Hit record producer Joe Solo (Fergie, Macy Gray, Michael Jackson) and creator of The Joe Solo Music Success Workshop relates an incredible (but not so rare) encounter with an artist’s willful ignorance about the music business––and the unfortunate consequences for the artist’s career.
Talking The Talk
Last summer, I was hired to listen to the “final” mixes of an artist’s record and tell him what possible improvements I could suggest.
He explained that music was his life, and that this collection of songs was the culmination of three years of an emotional, passionate, musical journey. He nurtured, cared for and loved his “babies” with all his heart.
I took a listen. His songwriting talent was undeniable. Each tune a highly written gem. The recordings of the songs were well executed, too. He had hired a seasoned producer, took ample time to experiment with different colors and arrangements and tweak them until they were just right. Each and every vocal was perfectly in tune and dripping with vibe. To top it off he spared no expense in hiring a top mastering engineer.
I asked him what he intended to do with his record and he said he’d probably mail it to record labels and wait for them to send him deals memos.

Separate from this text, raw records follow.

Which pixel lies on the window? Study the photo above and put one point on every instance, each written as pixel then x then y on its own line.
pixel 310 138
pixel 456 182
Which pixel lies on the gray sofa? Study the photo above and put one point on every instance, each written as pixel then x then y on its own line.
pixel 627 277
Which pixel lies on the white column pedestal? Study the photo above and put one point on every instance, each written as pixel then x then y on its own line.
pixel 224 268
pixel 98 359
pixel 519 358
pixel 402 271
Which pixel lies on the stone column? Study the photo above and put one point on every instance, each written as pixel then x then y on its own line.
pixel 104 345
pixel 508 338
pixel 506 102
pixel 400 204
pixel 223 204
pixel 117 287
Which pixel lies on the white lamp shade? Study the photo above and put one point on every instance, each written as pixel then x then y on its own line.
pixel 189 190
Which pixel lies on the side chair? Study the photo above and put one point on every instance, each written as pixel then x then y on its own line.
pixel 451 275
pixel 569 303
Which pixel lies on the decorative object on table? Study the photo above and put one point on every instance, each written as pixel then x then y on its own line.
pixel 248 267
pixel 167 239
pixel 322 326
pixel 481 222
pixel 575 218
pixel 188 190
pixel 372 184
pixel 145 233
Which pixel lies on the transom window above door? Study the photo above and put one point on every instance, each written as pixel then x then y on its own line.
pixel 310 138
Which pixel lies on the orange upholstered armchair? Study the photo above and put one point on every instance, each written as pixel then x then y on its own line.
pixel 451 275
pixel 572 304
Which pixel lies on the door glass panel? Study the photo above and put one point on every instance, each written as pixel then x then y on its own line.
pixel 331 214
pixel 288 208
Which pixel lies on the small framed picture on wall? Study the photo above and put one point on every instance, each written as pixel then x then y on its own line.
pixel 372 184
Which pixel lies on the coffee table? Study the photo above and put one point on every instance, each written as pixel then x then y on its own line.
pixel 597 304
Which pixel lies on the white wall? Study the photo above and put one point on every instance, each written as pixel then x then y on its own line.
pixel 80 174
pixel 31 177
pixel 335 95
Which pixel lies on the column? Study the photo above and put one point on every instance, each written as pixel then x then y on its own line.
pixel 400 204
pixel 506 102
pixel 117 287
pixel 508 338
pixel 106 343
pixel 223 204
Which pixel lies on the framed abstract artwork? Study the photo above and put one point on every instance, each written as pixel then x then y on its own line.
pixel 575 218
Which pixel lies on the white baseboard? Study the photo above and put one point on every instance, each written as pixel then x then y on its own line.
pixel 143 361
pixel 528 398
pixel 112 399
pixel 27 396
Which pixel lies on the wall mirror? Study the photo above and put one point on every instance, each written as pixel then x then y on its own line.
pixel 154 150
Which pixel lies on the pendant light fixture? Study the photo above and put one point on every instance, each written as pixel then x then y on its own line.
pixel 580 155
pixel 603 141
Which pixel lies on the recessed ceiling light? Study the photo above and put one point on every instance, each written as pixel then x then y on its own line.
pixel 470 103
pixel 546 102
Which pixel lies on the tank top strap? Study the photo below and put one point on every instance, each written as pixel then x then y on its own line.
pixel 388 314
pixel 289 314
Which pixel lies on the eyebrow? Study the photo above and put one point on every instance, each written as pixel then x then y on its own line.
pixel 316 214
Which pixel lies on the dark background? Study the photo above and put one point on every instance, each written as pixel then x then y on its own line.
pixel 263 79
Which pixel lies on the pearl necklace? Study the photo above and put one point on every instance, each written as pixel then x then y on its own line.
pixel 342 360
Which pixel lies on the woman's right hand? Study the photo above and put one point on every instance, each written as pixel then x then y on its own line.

“What?!?!?!?” my brain said to myself. I asked him if he knew that major labels don’t accept unsolicited material.
“Didn’t know that.”
I asked, “Do you know the basic tenets of music publishing?”
I explained to him it’s where songwriters make the majority of their income. I asked, “If somehow you’re able to generate label interest, who will negotiate the deal for you?”
“I’ll do it myself.”
“Have you thought about getting your music placed in TV, movies, video games and commercials?”
“Is that even worth doing?”
At this point I couldn’t take it anymore. How could someone with so much talent be so ignorant of the business side of music? I asked him if he thought about learning, at a very minimum, the basics of how the business side of music works. (Publishing, records deals, license deals, manager agreements and copyrights, to name a few.)
His response: “I just want to make the music. I don’t want to hassle with all that other stuff. It’ll all take care of itself.”
While listening to his music, I was pondering ways in which I can do business with this guy––pitch his songs for films and TV, shop him for a record contract and a publishing deal. Maybe even connect him a top manager. He seemed to have it all. Great songs, unique voice, an interesting look, and superb recordings.
But upon finding out how little he knew––and cared to know––about the business, I quickly realized I didn’t want anything to do with him professionally. And pros in the biz would respond the same way. More on this in a minute––read on...
I passionately recommended that he seriously consider getting educated on the basics of the biz. But it fell on deaf ears. It was as though laziness, fear of the unknown, or perhaps some ego (“All they have to do is hear my music and it’ll be a piece of cake from there.”) were winning over him considering the perspective of a guy who’s been in the trenches for 24 years. Go figure.
For example, if he knew that by copyrighting his music prior to someone possibly infringing (stealing) it, he would be entitled, by law, to up to $150,000 per infringement and reimbursement of all attorney’s fees. (And having this legal leverage would set the stage for attracting a top music litigation attorney to take his case—typically resulting in a quick, lucrative settlement instead of a risky, drawn-out trial.)